After lunch the next day, Janet took her daughter to the park, meeting a friend and her daughter on the way. She sat under a tree, letting the children play, while she chatted with her friend. At one point, Janet looked up to see her friend’s daughter playing by herself. A quick scan of the playground left her a little worried. Haley was nowhere in sight. Janet excused herself and searched the playground, finding her daughter in the little playhouse. She sat down next to her, but Haley was preoccupied, looking out the window at the abandoned car.
“Is that the magic car?” Janet asked. The little girl nodded grimly. “Is the little boy driving?”
Another nod from Haley, who looked like she was about to break out in tears. “He’s a good boy. He likes you, mommy.”
Janet glanced out but couldn’t see anyone through the glare on the glass. “Does the boy live in the neighborhood? Do we know him?”

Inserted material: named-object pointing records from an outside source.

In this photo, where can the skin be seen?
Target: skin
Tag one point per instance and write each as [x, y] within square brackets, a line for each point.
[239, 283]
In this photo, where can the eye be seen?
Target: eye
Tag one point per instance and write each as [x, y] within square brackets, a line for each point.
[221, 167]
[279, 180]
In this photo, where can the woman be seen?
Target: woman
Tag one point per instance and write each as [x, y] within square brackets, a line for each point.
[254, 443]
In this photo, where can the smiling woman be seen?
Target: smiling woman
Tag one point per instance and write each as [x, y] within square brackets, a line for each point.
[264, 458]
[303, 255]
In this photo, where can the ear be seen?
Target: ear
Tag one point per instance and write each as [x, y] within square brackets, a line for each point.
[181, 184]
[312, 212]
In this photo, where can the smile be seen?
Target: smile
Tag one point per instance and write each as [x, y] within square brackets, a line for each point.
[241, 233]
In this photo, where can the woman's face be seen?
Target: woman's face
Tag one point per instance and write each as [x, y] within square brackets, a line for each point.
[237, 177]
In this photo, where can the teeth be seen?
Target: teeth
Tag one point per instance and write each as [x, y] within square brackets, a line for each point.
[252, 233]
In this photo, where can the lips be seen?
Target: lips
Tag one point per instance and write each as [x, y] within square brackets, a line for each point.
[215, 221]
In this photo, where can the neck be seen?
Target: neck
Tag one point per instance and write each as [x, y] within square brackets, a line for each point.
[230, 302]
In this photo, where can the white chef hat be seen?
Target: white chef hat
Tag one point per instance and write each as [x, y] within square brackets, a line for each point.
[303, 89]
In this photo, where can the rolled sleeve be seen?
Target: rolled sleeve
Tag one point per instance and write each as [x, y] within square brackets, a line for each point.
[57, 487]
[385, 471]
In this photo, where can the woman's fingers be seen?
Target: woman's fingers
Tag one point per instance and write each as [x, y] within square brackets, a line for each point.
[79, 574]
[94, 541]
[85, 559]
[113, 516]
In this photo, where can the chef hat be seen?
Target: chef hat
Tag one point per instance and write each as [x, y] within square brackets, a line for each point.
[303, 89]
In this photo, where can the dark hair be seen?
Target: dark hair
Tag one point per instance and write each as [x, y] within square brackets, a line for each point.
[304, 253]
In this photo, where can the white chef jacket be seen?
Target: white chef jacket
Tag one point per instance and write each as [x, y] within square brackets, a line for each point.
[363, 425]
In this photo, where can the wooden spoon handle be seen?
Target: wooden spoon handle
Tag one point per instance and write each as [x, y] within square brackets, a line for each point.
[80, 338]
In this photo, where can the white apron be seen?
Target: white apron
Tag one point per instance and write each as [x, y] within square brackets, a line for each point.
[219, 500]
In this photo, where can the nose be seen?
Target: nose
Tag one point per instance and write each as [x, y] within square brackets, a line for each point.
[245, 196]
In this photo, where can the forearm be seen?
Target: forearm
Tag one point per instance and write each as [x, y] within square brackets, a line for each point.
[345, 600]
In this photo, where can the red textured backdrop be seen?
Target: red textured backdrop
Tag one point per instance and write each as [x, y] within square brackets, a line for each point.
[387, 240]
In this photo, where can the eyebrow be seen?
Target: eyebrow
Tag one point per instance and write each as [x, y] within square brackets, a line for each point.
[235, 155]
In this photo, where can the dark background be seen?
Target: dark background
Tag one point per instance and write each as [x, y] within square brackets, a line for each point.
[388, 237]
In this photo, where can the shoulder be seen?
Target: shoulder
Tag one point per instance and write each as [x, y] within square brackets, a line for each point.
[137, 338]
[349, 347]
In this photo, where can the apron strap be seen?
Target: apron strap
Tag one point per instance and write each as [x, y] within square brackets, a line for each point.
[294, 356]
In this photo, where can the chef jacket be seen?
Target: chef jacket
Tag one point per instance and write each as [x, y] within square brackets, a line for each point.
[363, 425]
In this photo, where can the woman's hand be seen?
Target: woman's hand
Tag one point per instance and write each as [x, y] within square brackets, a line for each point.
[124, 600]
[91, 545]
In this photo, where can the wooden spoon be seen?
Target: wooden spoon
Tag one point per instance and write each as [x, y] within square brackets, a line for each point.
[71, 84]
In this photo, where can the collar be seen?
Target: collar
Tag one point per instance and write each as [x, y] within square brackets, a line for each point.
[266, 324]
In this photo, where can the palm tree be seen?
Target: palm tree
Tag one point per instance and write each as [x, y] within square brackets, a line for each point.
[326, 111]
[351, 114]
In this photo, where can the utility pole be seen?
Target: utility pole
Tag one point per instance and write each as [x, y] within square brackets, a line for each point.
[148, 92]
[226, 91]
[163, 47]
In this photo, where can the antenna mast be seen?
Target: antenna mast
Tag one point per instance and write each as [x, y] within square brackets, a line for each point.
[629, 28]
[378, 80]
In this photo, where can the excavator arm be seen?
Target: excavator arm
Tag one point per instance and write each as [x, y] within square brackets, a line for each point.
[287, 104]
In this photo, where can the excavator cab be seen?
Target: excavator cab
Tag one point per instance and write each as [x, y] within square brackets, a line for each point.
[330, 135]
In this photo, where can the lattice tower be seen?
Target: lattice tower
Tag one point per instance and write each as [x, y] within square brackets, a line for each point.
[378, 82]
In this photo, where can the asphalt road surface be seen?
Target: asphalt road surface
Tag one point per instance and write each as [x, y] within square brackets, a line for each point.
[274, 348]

Haley shook her head and Janet saw that a tear was making its way down her daughter’s cheek. “He says that you can’t see him yet. But he watches you all the time.”
Janet tried to control her growing fear. Her husband had been right to be alarmed, but it now seemed he wasn’t alarmed enough. She stared at the car but the opaque windows were impenetrable.
“Is the scary man with him?”
The little girl shook her head. “No. Today the nice man sat next to the boy. He is white with pretty wings. I like the white man. He smiled at me and said he will be my new friend.”
The mother glanced nervously at the car, not liking the idea of strange men hanging out at the playground. The car was covered in dirt and surrounded by tall weeds that looked like they hadn’t been touched in years. “What did he say to you?”
“He said that he would come again very soon.”
The mother sat in shocked silence for a few moments before taking her daughter’s hand and leading her out of the park. Haley followed her mother complacently, playing alone in her room for the rest of the afternoon. That night, after her daughter was asleep, Janet sat in the living room with her husband and told him about the white man.
“What should we do?” she asked.
Her husband was confused. “About what?”
Her voice took on an annoyed edge. “A strange man approaches our child in the park and you think that’s alright?”
He hesitated before shaking his head. “She said he was white and had wings. It really does sound like a new imaginary friend. It’s not something we can report to the police.”
“I’m calling the city tomorrow. I want that old car towed away. It’s a hazard to the children at the playground. It’s probably full of sharp rusty edges.”
Janet never got to make the phone call. In the middle of the night, she woke up to Haley screaming. Flushed and sweaty, the tiny girl’s unfocused eyes flitted around the room, unable to see her parents hovering over her, desperately trying to soothe her fear. They took her temperature and were shocked at how high her fever had climbed. Just a few hours before, their sweet daughter had climbed into bed, healthy and happy.
Richard wrapped her up in blankets and they rushed to the hospital. The doctors tried to reassure them, saying that little children get fevers that spike suddenly and disappear just as quickly. Richard and Janet sat by her bedside, watching as the medical staff tried first one medicine and then another. Rather than go down, the fever had inched up. A harried intern stopped to comfort the parents.
“We’re trying a course of antibiotics. It should knock out whatever is causing the fever. If the fever doesn’t go down by morning, we are going to run a series of tests.”
Janet grasped his hand as he turned away. “What is causing it? What is making Haley so sick?”
The young intern hesitated. “We don’t know precisely, but it seems to be a systemic bacterial infection. We’ll know more after the tests.”
Janet let his hand go, realizing he had never been taught to say ‘I don’t know’, even when he was literally clueless. She returned to her vigil, watching as her tiny daughter lay sweating in bed. The ordeal continued for another day and another night, but the doctor’s answers didn’t change.
Janet continued to watch over Haley as she lay in a bed that was much too large, tubes sticking into her, snaking up to a bag of chemicals suspended over her head. After the second day, her exhausted parents began to hear the words ‘irreversible damage’ mixed in with the snatches of murmured consultations. Richard comforted himself by holding his daughter’s hand, careful not to disturb the tubes that filled her with the chemicals he believed kept her alive. Janet sat in a corner, coming no closer, but never closing her eyes.